Will Schuester : Listen, I gotta run. I've got an appointment to show my apartment.
April Rhodes : What's this now.
Will Schuester : Yeah, so... I need to rent out my apartment and find a smaller place to live... uh... because I'm getting a divorce.
April Rhodes : Divorce! So you're free to date? And by "date," I mean sleep with people, and by "sleep with," I mean have sex with people - people like me! Kidding. Not really.
Will Schuester : I don't know what to say.
April Rhodes : Just say congratulations. I took your advice. I went home, I told Buddy that if he wanted to keep me around, he had to ditch the old lady and give yours truly the top job.
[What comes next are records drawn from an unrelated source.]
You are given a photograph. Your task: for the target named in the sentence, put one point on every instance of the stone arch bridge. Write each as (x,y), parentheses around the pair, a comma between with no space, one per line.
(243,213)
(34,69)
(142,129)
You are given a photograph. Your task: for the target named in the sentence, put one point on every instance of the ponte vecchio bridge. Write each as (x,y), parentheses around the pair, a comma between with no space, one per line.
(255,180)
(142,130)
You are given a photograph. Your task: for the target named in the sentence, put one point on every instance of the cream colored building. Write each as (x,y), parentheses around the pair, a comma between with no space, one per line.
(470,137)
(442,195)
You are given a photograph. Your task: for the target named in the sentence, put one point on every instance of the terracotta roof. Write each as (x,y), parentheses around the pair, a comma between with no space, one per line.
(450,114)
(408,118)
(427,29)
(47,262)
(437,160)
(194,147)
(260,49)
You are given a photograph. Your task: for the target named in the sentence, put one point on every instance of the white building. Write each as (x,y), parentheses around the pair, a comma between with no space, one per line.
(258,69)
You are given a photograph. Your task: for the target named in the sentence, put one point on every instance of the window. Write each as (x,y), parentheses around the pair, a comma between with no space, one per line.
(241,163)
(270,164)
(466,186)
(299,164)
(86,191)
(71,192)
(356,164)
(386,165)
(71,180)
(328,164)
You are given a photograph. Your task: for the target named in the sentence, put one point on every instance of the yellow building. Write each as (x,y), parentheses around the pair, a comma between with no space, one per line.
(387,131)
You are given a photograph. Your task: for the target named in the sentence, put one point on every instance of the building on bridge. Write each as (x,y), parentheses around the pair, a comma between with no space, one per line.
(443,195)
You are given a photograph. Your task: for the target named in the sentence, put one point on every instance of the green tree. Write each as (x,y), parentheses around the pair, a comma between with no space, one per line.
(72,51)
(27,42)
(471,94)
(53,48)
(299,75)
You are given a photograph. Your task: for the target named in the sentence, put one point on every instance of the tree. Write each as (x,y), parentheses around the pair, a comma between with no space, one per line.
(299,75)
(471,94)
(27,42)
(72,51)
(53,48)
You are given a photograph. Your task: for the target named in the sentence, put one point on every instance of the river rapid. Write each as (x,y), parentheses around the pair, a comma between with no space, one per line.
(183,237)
And then he died.
April Rhodes : One of his eyes went all funny and he had a stroke right in front of me.
Will Schuester : Jeez, April, are you okay?
April Rhodes : Okay? I'm rich. The old battle ax was afraid I'd go to the Lima Times, so she shut me up to the tune of $2 million. So I'm sobering up and I'm heading to the Broadway, Will. I haven't had a drink in forty-five minutes.
Will Schuester : Sue! We need to talk. The auditorium is padlocked!
Sue Sylvester : Well, that's curious. Did you check the sign-up sheet?
Will Schuester : What sign-up sheet?
Sue Sylvester : [pulling it out] Why, the one I keep right here in my waistband, William. Let's see. Yeah, I've got the entire week booked solid. Got a big magazine feature coming up. It's a little chilly for my girls to be praciticing outdoors.
Will Schuester : Yeah? Well, let's see what Figgins has to say about this.
Sue Sylvester : Oh, I'm sure Figgins will just mumble something nervously and then pretend to take a phone call. I happen to be blackmailing him.